Friday, May 22, 2015

Free Range Friday ~ Bring on the Barbie!

We were driving down the street one day (in the very merry month of May) and saw what I at first thought was horse manure in the road, being of the Culebra mind set that I am. Then I realized it was charcoal briquets, about the same time Sloane was saying, look, a grill! It had leapt out of someone's vehicle and still hadn't been run over.

We looked at each other and quickly agreed to turn back. No one else was coming to look for it, we checked. Honestly. With Sloane in the getaway driver positon  I jumped out, grabbed the grill and grates scattered on the road and had them back in the car in half a minute. Grill. Steak in the fridge. Waste Not Want Not. Done deal.

Salad goodies
Michelle and I had gone food shopping and had the makings for salad. We had scored some beautiful mushrooms and radishes. Now the steak called for them. The mushrooms, not the radishes. Sauteed in butter and minced garlic. And mint, because it was there. And wine (red, it's what I had on hand). Slow slow slowly.

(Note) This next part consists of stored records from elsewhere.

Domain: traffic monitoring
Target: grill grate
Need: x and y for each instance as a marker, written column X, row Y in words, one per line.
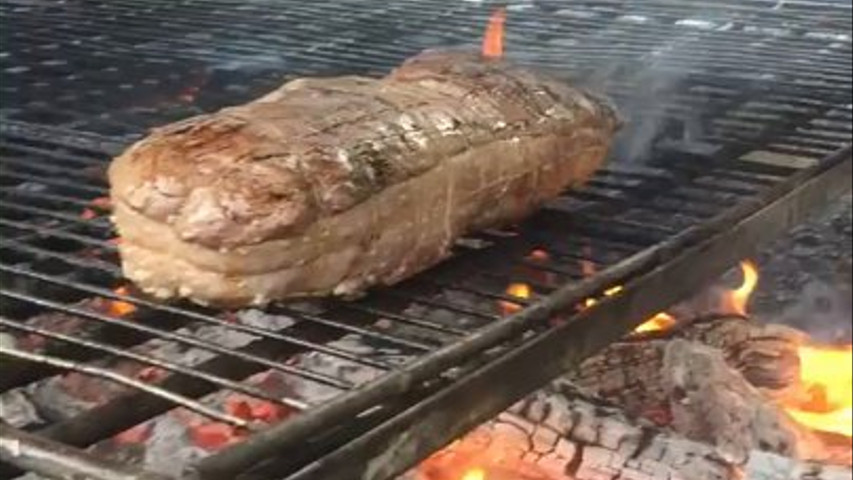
column 726, row 102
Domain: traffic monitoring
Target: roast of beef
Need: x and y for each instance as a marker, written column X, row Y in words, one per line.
column 332, row 185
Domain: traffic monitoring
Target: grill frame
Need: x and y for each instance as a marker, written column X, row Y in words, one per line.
column 400, row 393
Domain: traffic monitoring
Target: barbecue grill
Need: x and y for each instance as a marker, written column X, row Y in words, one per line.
column 739, row 124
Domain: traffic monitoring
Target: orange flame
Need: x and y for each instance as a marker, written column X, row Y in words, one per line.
column 517, row 290
column 493, row 39
column 661, row 321
column 474, row 474
column 737, row 300
column 118, row 308
column 826, row 374
column 538, row 255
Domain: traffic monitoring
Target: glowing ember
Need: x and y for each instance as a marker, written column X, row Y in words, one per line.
column 493, row 39
column 88, row 214
column 613, row 291
column 661, row 321
column 827, row 377
column 517, row 290
column 538, row 255
column 474, row 474
column 738, row 299
column 102, row 203
column 117, row 308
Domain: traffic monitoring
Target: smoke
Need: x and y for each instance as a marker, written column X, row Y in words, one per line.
column 645, row 89
column 821, row 310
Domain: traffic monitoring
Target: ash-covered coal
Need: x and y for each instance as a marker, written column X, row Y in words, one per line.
column 806, row 276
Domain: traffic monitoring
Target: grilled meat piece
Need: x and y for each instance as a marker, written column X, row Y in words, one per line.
column 331, row 185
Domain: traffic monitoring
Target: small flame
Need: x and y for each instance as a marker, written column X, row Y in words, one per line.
column 587, row 266
column 517, row 290
column 826, row 373
column 661, row 321
column 474, row 474
column 738, row 299
column 118, row 308
column 538, row 255
column 493, row 39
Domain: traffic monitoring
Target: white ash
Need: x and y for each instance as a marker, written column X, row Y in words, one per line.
column 633, row 19
column 260, row 319
column 573, row 13
column 315, row 393
column 168, row 450
column 697, row 23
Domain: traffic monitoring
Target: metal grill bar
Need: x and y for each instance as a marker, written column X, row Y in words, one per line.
column 150, row 361
column 171, row 336
column 57, row 460
column 126, row 381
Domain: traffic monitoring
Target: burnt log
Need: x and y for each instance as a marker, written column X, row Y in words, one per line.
column 559, row 433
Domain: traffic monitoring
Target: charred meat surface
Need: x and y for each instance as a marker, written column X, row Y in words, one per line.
column 333, row 185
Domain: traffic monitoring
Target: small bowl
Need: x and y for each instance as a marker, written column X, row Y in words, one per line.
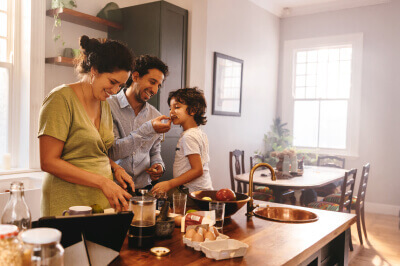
column 164, row 229
column 231, row 207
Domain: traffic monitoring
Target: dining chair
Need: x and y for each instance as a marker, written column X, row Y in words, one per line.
column 255, row 159
column 357, row 202
column 236, row 168
column 362, row 189
column 344, row 202
column 265, row 193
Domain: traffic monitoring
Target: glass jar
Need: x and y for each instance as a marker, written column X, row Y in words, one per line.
column 16, row 210
column 10, row 246
column 42, row 247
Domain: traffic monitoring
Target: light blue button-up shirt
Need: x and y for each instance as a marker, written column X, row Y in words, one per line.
column 137, row 145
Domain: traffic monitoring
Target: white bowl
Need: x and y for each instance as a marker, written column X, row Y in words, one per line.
column 224, row 249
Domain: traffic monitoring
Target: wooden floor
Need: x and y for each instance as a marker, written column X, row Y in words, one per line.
column 384, row 241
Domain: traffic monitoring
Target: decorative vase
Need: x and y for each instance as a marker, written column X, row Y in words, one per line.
column 279, row 164
column 63, row 3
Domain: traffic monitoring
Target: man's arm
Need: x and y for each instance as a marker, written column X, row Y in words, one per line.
column 124, row 147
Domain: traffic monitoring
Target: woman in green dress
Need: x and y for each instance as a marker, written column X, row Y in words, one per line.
column 76, row 131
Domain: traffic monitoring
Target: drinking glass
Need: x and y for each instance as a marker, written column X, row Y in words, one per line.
column 219, row 208
column 179, row 203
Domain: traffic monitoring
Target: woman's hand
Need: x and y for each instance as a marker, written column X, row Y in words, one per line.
column 161, row 187
column 116, row 196
column 122, row 177
column 155, row 171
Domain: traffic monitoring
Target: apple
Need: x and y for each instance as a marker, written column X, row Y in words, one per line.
column 225, row 194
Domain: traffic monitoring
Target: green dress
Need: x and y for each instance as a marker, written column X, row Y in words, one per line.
column 63, row 117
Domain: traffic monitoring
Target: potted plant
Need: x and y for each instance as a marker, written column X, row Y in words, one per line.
column 59, row 5
column 276, row 140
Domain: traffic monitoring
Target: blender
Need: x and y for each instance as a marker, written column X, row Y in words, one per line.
column 142, row 229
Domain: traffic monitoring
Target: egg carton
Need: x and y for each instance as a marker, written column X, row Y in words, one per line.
column 196, row 245
column 224, row 249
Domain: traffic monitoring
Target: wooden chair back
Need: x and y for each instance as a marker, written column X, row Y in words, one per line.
column 347, row 190
column 236, row 168
column 255, row 159
column 331, row 161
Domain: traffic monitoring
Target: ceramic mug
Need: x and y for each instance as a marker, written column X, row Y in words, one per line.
column 78, row 210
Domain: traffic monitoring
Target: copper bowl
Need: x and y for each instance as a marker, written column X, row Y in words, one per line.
column 286, row 215
column 231, row 207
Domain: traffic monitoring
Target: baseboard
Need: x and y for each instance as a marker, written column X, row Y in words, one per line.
column 382, row 208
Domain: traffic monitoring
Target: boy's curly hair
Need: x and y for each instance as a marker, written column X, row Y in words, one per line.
column 194, row 99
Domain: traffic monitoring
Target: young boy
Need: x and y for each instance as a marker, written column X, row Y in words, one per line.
column 190, row 168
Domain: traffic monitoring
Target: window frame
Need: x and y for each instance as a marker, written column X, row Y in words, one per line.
column 354, row 101
column 26, row 84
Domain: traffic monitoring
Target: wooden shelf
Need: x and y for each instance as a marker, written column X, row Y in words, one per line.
column 83, row 19
column 61, row 61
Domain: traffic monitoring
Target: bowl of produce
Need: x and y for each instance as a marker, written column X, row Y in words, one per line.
column 233, row 201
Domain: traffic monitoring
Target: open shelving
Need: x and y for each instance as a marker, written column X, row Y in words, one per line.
column 79, row 18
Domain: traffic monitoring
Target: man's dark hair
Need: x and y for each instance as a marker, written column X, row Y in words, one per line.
column 194, row 99
column 142, row 64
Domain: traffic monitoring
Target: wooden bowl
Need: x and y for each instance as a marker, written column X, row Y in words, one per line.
column 231, row 207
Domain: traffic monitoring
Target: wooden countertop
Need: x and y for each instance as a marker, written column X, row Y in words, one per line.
column 270, row 243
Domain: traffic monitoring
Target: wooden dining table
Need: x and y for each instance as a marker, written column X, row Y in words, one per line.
column 312, row 177
column 270, row 243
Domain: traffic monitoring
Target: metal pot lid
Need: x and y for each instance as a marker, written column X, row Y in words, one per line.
column 160, row 251
column 143, row 200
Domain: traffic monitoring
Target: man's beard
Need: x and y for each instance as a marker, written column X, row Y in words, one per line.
column 137, row 96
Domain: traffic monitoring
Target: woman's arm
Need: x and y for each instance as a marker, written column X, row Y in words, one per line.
column 51, row 162
column 121, row 175
column 195, row 172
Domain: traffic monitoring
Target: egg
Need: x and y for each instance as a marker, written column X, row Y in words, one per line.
column 209, row 235
column 197, row 237
column 178, row 220
column 190, row 233
column 214, row 230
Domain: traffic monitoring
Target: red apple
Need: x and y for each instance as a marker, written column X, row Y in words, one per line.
column 225, row 194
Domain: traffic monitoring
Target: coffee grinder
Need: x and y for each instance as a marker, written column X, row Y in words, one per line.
column 143, row 226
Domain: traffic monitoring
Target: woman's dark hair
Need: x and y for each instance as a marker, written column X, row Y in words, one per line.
column 104, row 55
column 194, row 99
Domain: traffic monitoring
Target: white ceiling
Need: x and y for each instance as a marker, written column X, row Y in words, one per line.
column 290, row 8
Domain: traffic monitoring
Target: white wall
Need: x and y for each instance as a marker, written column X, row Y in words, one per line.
column 237, row 28
column 240, row 29
column 380, row 119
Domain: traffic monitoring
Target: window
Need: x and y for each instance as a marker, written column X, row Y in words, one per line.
column 22, row 50
column 6, row 66
column 323, row 98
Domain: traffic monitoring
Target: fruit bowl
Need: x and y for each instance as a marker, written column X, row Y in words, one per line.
column 231, row 207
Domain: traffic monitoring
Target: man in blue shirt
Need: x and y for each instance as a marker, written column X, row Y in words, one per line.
column 138, row 126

I marinaded the steak in a condiment we'd bought - I couldn't help but buy a few bottled concoctions, Indian curry type, just because they were there and I could, so I did. This one was a tikki masala that is conventionally used with chicken. But I'd already done chicken, so steak it was. In fact convention to this dish had very little to do with what I made, I just like the flavors in tikka masala (which you can make yourself, easily if you have all the ingredients - for that recipe, including the chicken, go here, to The Kitchn blog.

The steak marinaded for a few hours, soaking up all the complex goodness. 

Yes, I had to buy these radishes too. Who could leave them?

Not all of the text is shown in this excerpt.